The comments on the stories I posted last week about teaching in New Hampshire back in 1972-1973 have prompted today’s blog. It’s long and you may want to read it in a couple of sessions with a cup of reviving coffee or tea!
            First, let me thank you for reading those postings and for commenting. You complimented me profusely on my teaching style and I appreciate your kind words.
            Second, today I’d like to explore three things: (1) the students in those New Hampshire classes, (2) teachers today, and (3) teachers who help us believe in ourselves.
            (1) None of what I did or tried to do in that classroom would have worked if those students hadn’t been ready for change. They were eager to learn and open to the possibility of themselves. The ground of their being was fertile. Once they accepted my belief in them, they trusted me and were willing to explore the wonder of their own answers, questions, and experiences. They became excited about learning.
            When a teacher reached out to them, the students were ready. They gifted me with their trust. That is the marvel, to me, of those three stories.
            (2) Each day of the school year many fine teachers reach out to students. Those students respond or not—depending on whether their life experiences have let them retain a seed of trust in what adults say to them.
            Some of those teachers—like Deb and Sandi—read this blog. They are, I think, thoughtful, compassionate, patient teachers who respect and encourage their students. Who believe that each new year brings them the opportunity to touch the lives of others and be touched.
            (A sidebar here: All of us teach. Most of you reading this blog are mothers or grandmothers or aunts or uncles. You teach each and every day. In your blogs I often read about your respect and patience and compassion and unstinting support and care for the children in your lives. These stories always inspire me.
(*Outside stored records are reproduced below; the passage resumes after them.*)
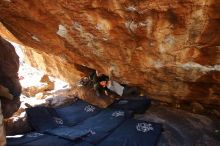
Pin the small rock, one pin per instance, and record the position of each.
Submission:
(197, 107)
(217, 113)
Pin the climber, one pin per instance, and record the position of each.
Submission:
(102, 84)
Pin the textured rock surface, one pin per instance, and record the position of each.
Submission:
(169, 48)
(182, 128)
(9, 65)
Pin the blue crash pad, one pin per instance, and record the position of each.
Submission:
(76, 112)
(134, 133)
(37, 139)
(94, 128)
(137, 104)
(41, 119)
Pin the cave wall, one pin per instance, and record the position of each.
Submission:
(169, 48)
(9, 65)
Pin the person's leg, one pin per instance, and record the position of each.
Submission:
(2, 130)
Reading them, I stand on holy ground.)            
            My mother always said to me, “Dolores, if you look for good in the world, you’ll find it. And if you look for bad, you’re surely find that too.” Most teachers do this. They look for the good in their students.
            When I talk to young people today—the young man who mows my law, grandchildren of friends and family—I learn about the teachers who inspire them and believe in them. So many fine teachers.
            And yet we all know that some teachers are weary and impatient. They seem to look for the bad in others. They themselves bear the scars of not being valued and loved. And so they cannot bring to the children what they do not have. They may see teaching as just another job, not as a calling.
            But my firm belief is that if any child can have just one teacher who believes in her or him--just one--that child has a cherished memory to hold onto for the rest of life.
            (Another sidebar: And that teacher can be mother, father, uncle, aunt, neighbor.)
            We never know what we might say or do or be that touches a child’s life. We can only live, as I said last Thursday, with the attitude that we are on hollowed ground when we engage with others.
            (3) When this happens we can do wonderfully fine things. I’ve had such teachers. The reason I taught well is because I’d been taught well.      
            Sister Corita in 3rd and 4th grades helped me come to grips with asthma. In grades five through seven, Sister Mary McCauley made learning fun. Sister Marian taught us in 8th grade. She read to us each day. I can still remember the book Snow Treasure by Marie McSwigan, which she read to us the winter of 1949-50.
            In high school, Sister Mary Edith made Latin II exciting by using the chalkboard to map out the thrust and parry of Caesar’s wars. Sister Mary Rosaria taught us how to engage in conversations on any topic so we could elicit the thoughts of others.
            In college, Sister Scholastica taught me how to write. Sister Juanita shared her love of history and made kings and commoners come alive. Sister Jeanette honored my dreams. Sister John Marie seemed to have a bubble of happiness within in as she taught. Learning became delight in her classroom.
            All these women valued me as a student and as a human being. It is because I was open to their promptings that I became the teacher of last week’s postings. And of course, I had my mother and father who always said to me, “Dolores, you can do anything you set your mind to.” They were my first teachers.
            So today I want to thank you for all your compliments about my teaching. And I want to ask you two questions:
            Which teachers influenced your life for the better?
            Which teachers have reverently touched the lives of your children and grandchildren and neighbors’ children? 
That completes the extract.